Sucquet Took Preservation One Step Further
One of Gannals contemporaries was J. P. Sucquet, another Frenchman who was also seeking an effective embalming method. His solution was to inject five quarts of a 20 percent solution of zinc chloride into a corpse through the popliteal artery. Besides preserving the body, it also gave the skin the appearance of white marble, according to Robert G. Mayer in his book Embalming: History, Theory, and Practice.
Civil War Creates American Demand for Embalming
The Civil War created a need for embalming in the United States as loved ones sought to have the bodies of their fallen sons, brothers, and fathers returned home for burial. As such, embalming was done in military camps before shipping a body home.
“President Lincoln took a great interest in embalming and directed the Quartermaster Corps to utilize embalming to allow the return of Union dead to their home towns for proper burial,” according to the Wyoming Funeral Directors Association website.
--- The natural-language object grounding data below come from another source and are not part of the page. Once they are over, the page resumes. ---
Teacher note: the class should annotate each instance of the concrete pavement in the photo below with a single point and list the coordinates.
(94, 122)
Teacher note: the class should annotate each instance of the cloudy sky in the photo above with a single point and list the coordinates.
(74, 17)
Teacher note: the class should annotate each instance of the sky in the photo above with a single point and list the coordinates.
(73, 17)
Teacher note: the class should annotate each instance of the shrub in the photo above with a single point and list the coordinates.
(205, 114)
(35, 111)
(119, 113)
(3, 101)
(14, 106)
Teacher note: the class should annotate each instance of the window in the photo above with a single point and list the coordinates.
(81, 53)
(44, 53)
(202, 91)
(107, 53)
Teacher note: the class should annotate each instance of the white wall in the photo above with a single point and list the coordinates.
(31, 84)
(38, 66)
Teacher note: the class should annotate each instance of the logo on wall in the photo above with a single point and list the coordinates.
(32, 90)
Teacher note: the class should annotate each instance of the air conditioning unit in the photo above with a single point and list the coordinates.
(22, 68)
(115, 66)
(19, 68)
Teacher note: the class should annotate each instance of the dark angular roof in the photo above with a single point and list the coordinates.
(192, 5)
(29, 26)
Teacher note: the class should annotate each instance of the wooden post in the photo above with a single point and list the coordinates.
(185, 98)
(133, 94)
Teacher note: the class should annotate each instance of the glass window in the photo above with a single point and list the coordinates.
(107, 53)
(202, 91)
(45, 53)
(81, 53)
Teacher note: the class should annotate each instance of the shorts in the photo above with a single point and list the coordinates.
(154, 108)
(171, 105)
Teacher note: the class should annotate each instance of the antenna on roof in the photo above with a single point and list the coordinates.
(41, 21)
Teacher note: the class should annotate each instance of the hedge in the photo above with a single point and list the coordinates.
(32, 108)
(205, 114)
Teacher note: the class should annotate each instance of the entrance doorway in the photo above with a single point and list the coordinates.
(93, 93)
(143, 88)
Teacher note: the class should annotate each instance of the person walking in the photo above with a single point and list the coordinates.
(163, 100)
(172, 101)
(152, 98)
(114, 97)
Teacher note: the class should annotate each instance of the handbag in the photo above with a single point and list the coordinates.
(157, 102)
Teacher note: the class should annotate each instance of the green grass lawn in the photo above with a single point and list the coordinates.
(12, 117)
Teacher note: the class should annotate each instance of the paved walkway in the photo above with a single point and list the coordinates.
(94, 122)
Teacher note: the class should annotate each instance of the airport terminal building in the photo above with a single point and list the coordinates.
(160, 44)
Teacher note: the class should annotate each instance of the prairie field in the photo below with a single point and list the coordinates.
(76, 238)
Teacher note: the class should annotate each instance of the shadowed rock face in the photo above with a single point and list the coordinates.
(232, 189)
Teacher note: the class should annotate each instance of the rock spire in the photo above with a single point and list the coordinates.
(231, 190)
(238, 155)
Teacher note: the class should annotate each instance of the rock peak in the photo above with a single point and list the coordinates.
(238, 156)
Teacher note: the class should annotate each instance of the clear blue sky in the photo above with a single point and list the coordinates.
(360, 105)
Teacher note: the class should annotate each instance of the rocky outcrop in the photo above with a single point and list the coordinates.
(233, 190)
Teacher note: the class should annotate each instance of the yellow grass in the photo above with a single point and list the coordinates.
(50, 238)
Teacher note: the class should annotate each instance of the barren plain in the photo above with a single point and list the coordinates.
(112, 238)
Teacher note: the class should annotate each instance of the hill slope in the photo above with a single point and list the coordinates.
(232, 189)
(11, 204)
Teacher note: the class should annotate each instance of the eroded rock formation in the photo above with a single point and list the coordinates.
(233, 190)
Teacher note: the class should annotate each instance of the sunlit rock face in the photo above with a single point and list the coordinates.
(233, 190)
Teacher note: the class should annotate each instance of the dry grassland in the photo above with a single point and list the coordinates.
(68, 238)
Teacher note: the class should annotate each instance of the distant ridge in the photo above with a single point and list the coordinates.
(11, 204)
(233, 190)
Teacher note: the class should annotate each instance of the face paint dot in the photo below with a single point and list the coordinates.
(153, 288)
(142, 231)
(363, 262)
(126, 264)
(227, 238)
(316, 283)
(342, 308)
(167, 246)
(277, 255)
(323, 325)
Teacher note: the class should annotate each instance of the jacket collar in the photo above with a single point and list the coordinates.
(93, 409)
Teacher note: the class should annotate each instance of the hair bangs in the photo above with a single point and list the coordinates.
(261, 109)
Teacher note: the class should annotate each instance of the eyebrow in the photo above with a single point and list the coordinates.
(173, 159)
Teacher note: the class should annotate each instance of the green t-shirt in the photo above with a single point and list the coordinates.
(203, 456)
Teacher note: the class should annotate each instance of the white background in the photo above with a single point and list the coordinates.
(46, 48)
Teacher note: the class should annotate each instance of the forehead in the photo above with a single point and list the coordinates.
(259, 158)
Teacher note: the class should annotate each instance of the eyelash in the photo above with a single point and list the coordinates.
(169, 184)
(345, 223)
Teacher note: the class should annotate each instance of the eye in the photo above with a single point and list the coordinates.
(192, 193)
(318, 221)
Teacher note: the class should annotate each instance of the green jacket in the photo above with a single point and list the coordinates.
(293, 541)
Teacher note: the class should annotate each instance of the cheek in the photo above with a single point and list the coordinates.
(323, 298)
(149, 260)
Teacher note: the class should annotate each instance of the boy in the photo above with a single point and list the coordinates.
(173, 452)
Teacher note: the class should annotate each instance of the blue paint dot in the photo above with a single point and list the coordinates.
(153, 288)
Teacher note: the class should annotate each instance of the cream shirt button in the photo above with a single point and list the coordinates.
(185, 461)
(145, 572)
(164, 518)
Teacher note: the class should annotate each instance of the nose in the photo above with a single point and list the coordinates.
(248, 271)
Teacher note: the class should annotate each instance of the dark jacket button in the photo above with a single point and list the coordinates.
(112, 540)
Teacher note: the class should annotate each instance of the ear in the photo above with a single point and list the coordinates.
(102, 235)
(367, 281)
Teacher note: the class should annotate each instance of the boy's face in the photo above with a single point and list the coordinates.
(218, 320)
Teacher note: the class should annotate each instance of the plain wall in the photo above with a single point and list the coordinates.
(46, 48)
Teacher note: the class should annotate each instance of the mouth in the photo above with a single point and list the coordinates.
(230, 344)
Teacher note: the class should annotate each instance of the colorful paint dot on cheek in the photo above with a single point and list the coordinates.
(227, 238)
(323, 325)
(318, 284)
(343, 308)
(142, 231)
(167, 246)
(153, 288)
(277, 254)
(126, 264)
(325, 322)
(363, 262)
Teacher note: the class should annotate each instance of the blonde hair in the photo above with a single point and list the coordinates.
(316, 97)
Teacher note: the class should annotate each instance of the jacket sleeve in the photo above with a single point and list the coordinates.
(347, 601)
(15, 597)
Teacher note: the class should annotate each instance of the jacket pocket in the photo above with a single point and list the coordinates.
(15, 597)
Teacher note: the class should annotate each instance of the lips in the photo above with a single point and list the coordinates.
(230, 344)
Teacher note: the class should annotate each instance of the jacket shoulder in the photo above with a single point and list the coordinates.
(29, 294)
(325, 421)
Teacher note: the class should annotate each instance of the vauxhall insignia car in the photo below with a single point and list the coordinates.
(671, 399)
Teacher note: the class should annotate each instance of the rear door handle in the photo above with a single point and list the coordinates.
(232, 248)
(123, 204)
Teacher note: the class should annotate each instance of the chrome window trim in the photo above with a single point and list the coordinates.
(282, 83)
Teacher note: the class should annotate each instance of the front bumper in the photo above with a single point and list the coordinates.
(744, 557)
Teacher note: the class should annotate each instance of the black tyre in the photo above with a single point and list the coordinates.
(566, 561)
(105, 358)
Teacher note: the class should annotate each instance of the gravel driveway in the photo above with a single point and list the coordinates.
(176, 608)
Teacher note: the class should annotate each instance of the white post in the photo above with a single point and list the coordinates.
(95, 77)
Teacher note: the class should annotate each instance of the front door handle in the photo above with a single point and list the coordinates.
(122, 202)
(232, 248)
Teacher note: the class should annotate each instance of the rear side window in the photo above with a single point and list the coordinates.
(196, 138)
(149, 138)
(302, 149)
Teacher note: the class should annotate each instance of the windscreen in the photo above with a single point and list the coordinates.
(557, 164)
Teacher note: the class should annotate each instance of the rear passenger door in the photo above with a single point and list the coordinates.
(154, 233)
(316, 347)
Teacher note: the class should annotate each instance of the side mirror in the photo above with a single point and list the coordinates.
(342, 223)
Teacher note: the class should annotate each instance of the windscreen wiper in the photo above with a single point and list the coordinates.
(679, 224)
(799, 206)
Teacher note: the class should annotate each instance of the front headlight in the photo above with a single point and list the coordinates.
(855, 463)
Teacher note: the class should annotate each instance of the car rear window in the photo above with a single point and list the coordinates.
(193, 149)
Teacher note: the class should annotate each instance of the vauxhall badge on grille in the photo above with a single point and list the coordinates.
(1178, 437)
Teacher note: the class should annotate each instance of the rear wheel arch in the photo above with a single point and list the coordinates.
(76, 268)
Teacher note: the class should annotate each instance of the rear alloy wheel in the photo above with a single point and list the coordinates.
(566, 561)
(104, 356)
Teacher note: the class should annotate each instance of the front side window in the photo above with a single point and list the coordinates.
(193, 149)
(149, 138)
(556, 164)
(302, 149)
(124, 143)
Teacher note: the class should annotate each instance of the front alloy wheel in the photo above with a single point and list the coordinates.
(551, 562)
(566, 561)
Holmes Develops an American Preservation Method
Dr. Thomas Holmes was a captain in the Army Medical Corps during the Civil War. He was assigned to Washington D.C. where it is said that he embalmed more than 4,000 soldiers killed in battle.
When Holmes realized the commercial potential in some of the methods he developed, he resigned from the army and began offering embalming to the public for $100, according to the Wyoming Funeral Directors Association website.
No War, No Need For Embalming
Following the Civil War, embalming fell out of popularity. Most people died in their hometowns where ice could be used to preserve the body until burial. Another reason for its falling out of fashion was that there were too few undertakers who could do embalming.